Юность Татищева | страница 35



— Здравствуй, Филипп Назарьич, — проговорил, войдя в избу, Тимошка. — Дозволь у тебя ночь переночевать да день передневать.

Папуга поднял нехотя голову, вгляделся в вошедшего, узнал.

— Боярским ходокам наше почтение. Чай, лавку-то не пролежишь, а харчишки у нас не бог весть какие, а все казенные. Куда путь держишь, Тимофей?

— Ищу вот Якова-мастера нашего, не слыхал ли чего про него?

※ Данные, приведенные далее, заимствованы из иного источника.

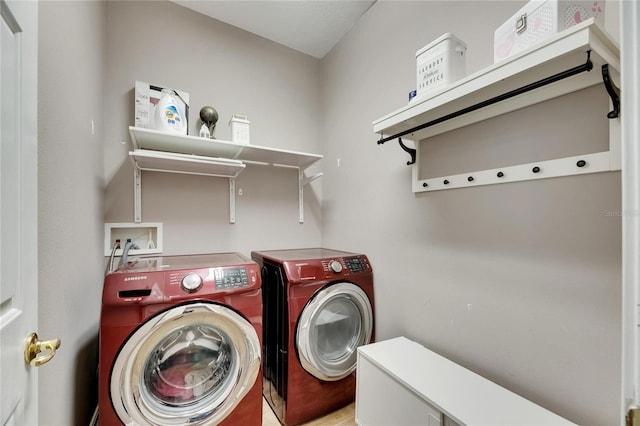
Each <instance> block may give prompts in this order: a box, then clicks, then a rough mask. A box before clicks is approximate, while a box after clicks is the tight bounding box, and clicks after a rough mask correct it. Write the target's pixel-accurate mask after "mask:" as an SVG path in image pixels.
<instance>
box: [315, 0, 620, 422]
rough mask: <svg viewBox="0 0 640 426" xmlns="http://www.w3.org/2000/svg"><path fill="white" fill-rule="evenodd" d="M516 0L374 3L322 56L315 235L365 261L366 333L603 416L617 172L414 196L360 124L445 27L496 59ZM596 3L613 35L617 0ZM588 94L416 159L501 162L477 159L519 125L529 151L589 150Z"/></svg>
mask: <svg viewBox="0 0 640 426" xmlns="http://www.w3.org/2000/svg"><path fill="white" fill-rule="evenodd" d="M523 4H524V2H500V1H496V2H481V1H469V2H461V1H456V2H433V1H429V2H387V1H383V2H380V1H379V2H378V3H376V4H375V5H374V6H373V7H372V8H371V9H370V10H369V11H368V12H367V14H366V15H365V16H364V17H363V18H362V19H361V20H360V21H359V23H358V25H357V26H356V27H355V28H353V29H352V30H351V32H350V33H349V34H348V35H347V37H345V38H344V39H343V40H342V42H341V43H340V44H339V45H338V46H337V47H336V48H335V49H334V50H332V51H331V52H330V54H329V55H328V56H327V57H325V58H324V60H323V62H322V69H323V74H322V78H323V93H324V95H325V98H324V105H325V106H324V110H323V117H324V122H325V131H326V133H327V135H326V138H325V140H326V144H325V146H324V155H325V158H324V173H325V174H324V177H323V200H322V207H323V211H322V218H323V244H324V245H325V246H331V247H340V248H344V249H348V250H354V251H363V252H365V253H367V254H368V255H369V257H370V259H371V262H372V265H373V267H374V273H375V280H376V281H375V285H376V302H377V304H376V314H377V322H376V333H377V338H378V339H385V338H389V337H393V336H397V335H405V336H407V337H409V338H412V339H414V340H417V341H419V342H420V343H422V344H424V345H426V346H428V347H429V348H431V349H433V350H435V351H437V352H439V353H441V354H443V355H445V356H447V357H449V358H451V359H453V360H455V361H457V362H459V363H461V364H462V365H464V366H466V367H468V368H470V369H471V370H473V371H476V372H478V373H480V374H482V375H484V376H486V377H488V378H489V379H492V380H494V381H496V382H498V383H500V384H502V385H503V386H505V387H507V388H509V389H511V390H513V391H515V392H517V393H519V394H521V395H523V396H525V397H527V398H529V399H531V400H533V401H535V402H537V403H539V404H541V405H543V406H545V407H547V408H549V409H551V410H553V411H555V412H557V413H559V414H561V415H563V416H565V417H567V418H569V419H571V420H573V421H575V422H577V423H579V424H585V425H596V424H598V425H605V424H607V425H613V424H617V423H618V420H619V418H618V413H619V403H620V345H621V342H620V310H621V307H620V306H621V305H620V294H621V293H620V286H621V275H620V267H621V252H620V246H621V223H620V218H619V217H613V216H611V215H608V214H607V211H610V212H616V211H620V205H621V198H620V197H621V195H620V174H619V173H602V174H597V175H587V176H581V177H566V178H558V179H550V180H539V181H535V182H522V183H510V184H503V185H493V186H483V187H475V188H468V189H455V190H449V191H439V192H431V193H421V194H416V195H414V194H413V193H412V192H411V169H410V168H409V167H407V166H406V165H405V163H406V161H407V160H408V159H409V158H408V155H407V154H405V153H404V152H403V151H402V150H401V149H400V147H399V146H398V144H397V142H396V141H393V142H389V143H387V144H385V145H383V146H379V145H377V144H376V140H377V137H376V135H374V134H373V132H372V124H371V123H372V121H373V120H375V119H378V118H380V117H382V116H384V115H386V114H388V113H390V112H392V111H394V110H396V109H398V108H400V107H401V106H403V105H405V104H406V103H407V94H408V92H409V91H410V90H412V89H413V88H414V87H415V52H416V51H417V50H418V49H420V48H421V47H422V46H425V45H426V44H428V43H429V42H430V41H432V40H434V39H436V38H437V37H438V36H440V35H441V34H443V33H445V32H452V33H453V34H455V35H456V36H458V37H459V38H461V39H462V40H464V41H465V42H466V43H467V45H468V57H467V72H468V73H473V72H475V71H478V70H480V69H482V68H484V67H486V66H488V65H491V64H492V62H493V52H492V49H493V29H494V28H496V27H497V26H498V25H499V24H500V23H502V22H504V21H505V20H506V19H507V18H508V17H509V16H510V15H512V14H513V13H515V11H517V10H518V8H519V7H521V6H522V5H523ZM607 7H608V9H607V13H610V14H611V16H610V19H609V22H610V25H611V26H610V28H611V29H612V33H613V34H617V26H616V22H617V19H616V18H617V16H616V13H617V10H618V9H617V4H616V3H612V4H609V3H608V4H607ZM576 65H577V64H576ZM594 90H595V91H592V90H586V91H583V92H580V93H578V94H576V95H575V96H574V97H566V98H563V99H558V100H557V101H554V102H551V103H550V104H551V105H544V106H542V108H537V109H533V110H531V111H520V112H518V113H514V114H510V115H509V116H508V117H503V118H501V119H496V120H491V121H487V122H484V123H479V124H478V125H475V126H471V127H468V128H465V129H460V130H459V131H456V132H452V133H450V134H445V135H442V136H439V137H438V138H434V139H437V141H435V142H433V143H432V142H427V141H425V142H424V143H423V148H424V147H425V146H428V150H427V152H426V155H425V157H426V158H422V159H421V161H423V162H424V163H423V164H425V165H427V166H429V165H431V166H432V167H433V168H435V167H437V168H439V169H440V170H435V171H434V173H436V174H435V176H437V175H438V172H442V173H445V174H446V173H460V172H461V170H474V168H473V167H474V166H475V170H481V169H482V168H483V167H490V168H492V167H499V165H489V164H482V163H481V161H484V160H486V159H487V158H488V159H492V158H497V157H499V156H503V154H504V151H506V150H507V149H508V148H509V147H510V146H511V145H513V143H515V142H517V143H518V144H520V143H521V142H522V140H521V139H525V138H529V139H531V137H530V136H531V135H532V134H533V135H535V138H534V140H535V139H539V142H540V144H539V145H541V144H542V142H543V141H545V140H547V139H549V140H551V141H552V142H553V143H555V144H563V145H566V144H572V145H576V144H575V141H576V138H579V137H580V136H581V135H580V134H582V135H584V134H586V135H587V136H588V140H586V141H585V142H586V143H585V144H584V145H585V147H584V148H583V149H584V151H580V150H578V151H574V154H573V155H575V154H579V153H586V152H593V150H596V151H597V150H598V147H602V145H604V146H605V147H606V127H605V126H606V125H607V123H606V118H605V117H604V114H605V113H606V110H605V109H606V98H605V97H603V95H602V91H604V89H603V88H602V87H600V88H599V91H598V89H597V88H596V89H594ZM593 99H595V100H597V101H598V102H599V103H598V104H593V102H592V101H590V100H593ZM603 102H604V103H603ZM592 104H593V106H592ZM598 105H600V107H598ZM583 106H584V108H583ZM576 109H577V111H578V112H577V113H574V114H567V113H566V111H567V110H576ZM594 114H595V115H594ZM581 115H583V116H584V117H594V116H595V117H596V119H595V120H594V123H593V124H590V123H589V122H588V121H589V119H587V120H584V119H582V120H581V121H576V118H577V119H580V118H581ZM555 117H560V119H559V120H558V121H556V124H554V119H555ZM564 117H566V119H567V120H572V121H571V123H570V124H569V125H561V124H562V118H564ZM501 120H502V121H501ZM505 120H506V121H505ZM511 120H514V122H511ZM585 121H586V123H585ZM583 126H584V129H582V127H583ZM514 128H515V130H518V129H520V133H521V134H520V135H518V132H517V131H514ZM578 130H581V131H580V132H578ZM572 131H573V133H575V134H573V133H572ZM560 132H562V133H560ZM578 133H580V134H578ZM576 134H578V135H577V136H576ZM591 134H592V135H593V136H591ZM510 138H511V139H510ZM513 138H515V140H512V139H513ZM603 139H604V140H603ZM538 148H540V147H538ZM555 148H556V147H554V146H547V147H546V148H542V149H538V151H540V152H539V153H538V154H536V155H541V156H542V157H545V156H546V155H548V152H549V151H551V150H554V149H555ZM447 149H449V151H457V154H456V155H451V153H450V152H448V151H447ZM573 149H576V148H575V147H574V148H573ZM603 149H606V148H603ZM483 157H484V158H483ZM529 158H530V157H529ZM338 159H340V167H338ZM456 160H459V161H456ZM524 161H525V162H526V161H527V160H526V159H525V160H524ZM529 161H535V160H534V159H530V160H529ZM510 164H517V162H516V163H510ZM502 165H505V164H502ZM507 165H508V164H507ZM458 168H459V169H458Z"/></svg>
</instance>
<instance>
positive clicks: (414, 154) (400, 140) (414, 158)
mask: <svg viewBox="0 0 640 426" xmlns="http://www.w3.org/2000/svg"><path fill="white" fill-rule="evenodd" d="M398 143H399V144H400V148H402V149H403V150H404V151H405V152H407V153H408V154H409V155H410V156H411V161H407V166H410V165H412V164H415V162H416V150H415V149H414V148H409V147H408V146H406V145H405V144H404V143H402V138H398Z"/></svg>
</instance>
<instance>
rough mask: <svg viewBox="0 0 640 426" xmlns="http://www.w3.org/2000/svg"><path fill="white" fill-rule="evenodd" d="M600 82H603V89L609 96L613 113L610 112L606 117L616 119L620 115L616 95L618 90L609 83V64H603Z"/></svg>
mask: <svg viewBox="0 0 640 426" xmlns="http://www.w3.org/2000/svg"><path fill="white" fill-rule="evenodd" d="M602 81H604V87H605V88H606V89H607V93H608V94H609V97H610V98H611V103H612V104H613V111H610V112H609V114H607V117H608V118H610V119H614V118H618V116H619V115H620V95H618V92H619V91H620V90H619V89H618V88H617V87H616V85H615V84H613V82H612V81H611V76H610V75H609V64H604V65H603V66H602Z"/></svg>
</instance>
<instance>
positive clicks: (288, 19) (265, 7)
mask: <svg viewBox="0 0 640 426" xmlns="http://www.w3.org/2000/svg"><path fill="white" fill-rule="evenodd" d="M172 1H173V2H174V3H177V4H179V5H182V6H184V7H187V8H189V9H192V10H195V11H196V12H199V13H202V14H203V15H208V16H210V17H212V18H214V19H217V20H219V21H223V22H226V23H228V24H230V25H233V26H234V27H238V28H242V29H243V30H246V31H249V32H251V33H253V34H256V35H259V36H261V37H264V38H266V39H269V40H272V41H274V42H276V43H279V44H282V45H284V46H287V47H290V48H292V49H295V50H298V51H300V52H303V53H306V54H307V55H311V56H313V57H316V58H319V59H321V58H323V57H324V56H325V55H326V54H327V53H328V52H329V51H330V50H331V49H332V48H333V46H335V45H336V43H338V41H340V39H341V38H342V37H343V36H344V35H345V34H346V33H347V32H348V31H349V30H350V29H351V27H352V26H353V24H354V23H355V22H356V21H357V20H358V19H359V18H360V17H361V16H362V14H364V13H365V12H366V11H367V10H368V9H369V7H371V5H372V4H373V3H374V2H375V0H373V1H369V0H355V1H354V0H288V1H271V0H262V1H251V0H249V1H247V0H241V1H239V0H236V1H221V0H212V1H203V0H172Z"/></svg>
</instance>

— Якова Григорьича? Э, брат, он теперь высоко взлетел и еще выше подымется, если боярин твой крылья ему не отобьет. Слышь-ко, неделю тому были тут голландские и польские знатные мастера, на наши онучи и лапти поглядывали да посмеивались, а как увидали монастырские башни, что мы с Яковом Григорьичем строили, так и прикусили языки и чтобы непременно подать им того великого архитектора, что придумал такое. Да только Яков с ребятами своими на Рязань ушел. И то: оброк-то в срок плати боярину, не то жена с малыми детьми по миру пойдут. Вот и набрал себе подрядов, благо силу имеет пока что. — Папуга встал из-за стола, показал Тимофею чертеж. — Гляди, коль славно все расчислил, хоть и грамоте не обучен. А младшой-то Михайлов нову краску придумал, зелену с золотом, и изразцом тем главный храм украсил; день и ночь трудился, а оброк во срок не уплатил. Сам барин Волынский приезжал, да велел дать Менке-то пятьсот батогов, чтоб, значит, не заносился шибко. Тут на погосте и схоронили Менку-то… Так что лавка слободна, ночуй…

Широкое лицо Филиппа порозовело, отер пальцами маленький нос крючком и слезинку сморгнул. Вынул из печи квасную тюрю, поставил в котелочке перед Тимофеем. Тот котомку развязал, положил на стол полоску сала, крупной темной солью посыпанную.

— Ишь ты! — удивился Папуга. — Боярский харч получше нашего будет. — И к столу подсел.

— А расскажи, Филипп Назарьич, про Петра-царя, — сказал Тимошка тихонько и быстренько перекрестился на дальний угол избы. — Ить ты, почитай, совсем близко видал его.

— Доводилось, как же. — Филипп отрезал тоненький кусочек сала, положил на хлеб.

— А вправду ли, что будто обличье у него сатанинское и будто рога у него на лбу цирюльник всякую пятницу спиливает? — Тимошка круглил глаза и тюрю перестал хлебать.

— Эко ты брех-то собачий повторять горазд! — Папуга сдвинул брови к переносью. — Я те зла не желаю, а гляди, за такие речи и на дыбу попасть недалече…

Помню, я свод воротный складывал в Преображенском. Подбежал ко мне худой, высокий, глаза веселые и давай выспрашивать, как это своды выводят, чтобы не падали наземь. А потом и сам камни ворочал да мне до вечера подсоблял. Я-то поначалу думал, что это кто из денщиков царских и ругнул его даже пару раз по-простому. А он ничего, смеется только. А тут второй такой же длинный объявился: кафтан с золотыми бляхами, на голове — шапка из волос чужих — парих зовется. Этого-то я знал и прежде, двинул он мне раз в скулу, когда поклониться в срок не успел. Да… Александр Меншиков по прозванию, из подлого люда, а куды там, не подступись… Так вот этот второй кланяется моему подручному в ноги: ваше, мол, царское величество, извольте к столу иттить, откушать, и еще что-то, по-немецкому. Я так и обмер и кувалду из рук выронил. А Петр-то Алексеич, государь, крепко так меня за плечи обнял: трудись, говорит, Филипп Папуга, во славу российскую. Поискал чего-то в кармане, не нашел да и рванул с мясом три пуговки золотые с кафтана Меншикова, мне отдал. «За науку спасибо», — говорит. Две-то пуговки мы артелью пропили в тот же вечер во здравие государево, а одну сберегаю, и детям своим завещаю беречь… Красив молодой царь лицом, кудри черные, станом тонок, в руках силушка великая. И высок-то вытянулся, в сажень, пожалуй, будет. С нами-то прост, а гляди, как заморские послы уважительно говорят с ним — ума палата. Сам, вишь, чертеж сделал и церковь поставил на дороге из Преображенского в Немецкую слободу. По нашему каменному делу — мастер, да и по корабельному успел. Плотники сказывали, что строили с ним корабль на Переяславском озере; там он себя подшкипером переяславского флота называл. И в Архангельске запросто с гамбургскими матросами пировал.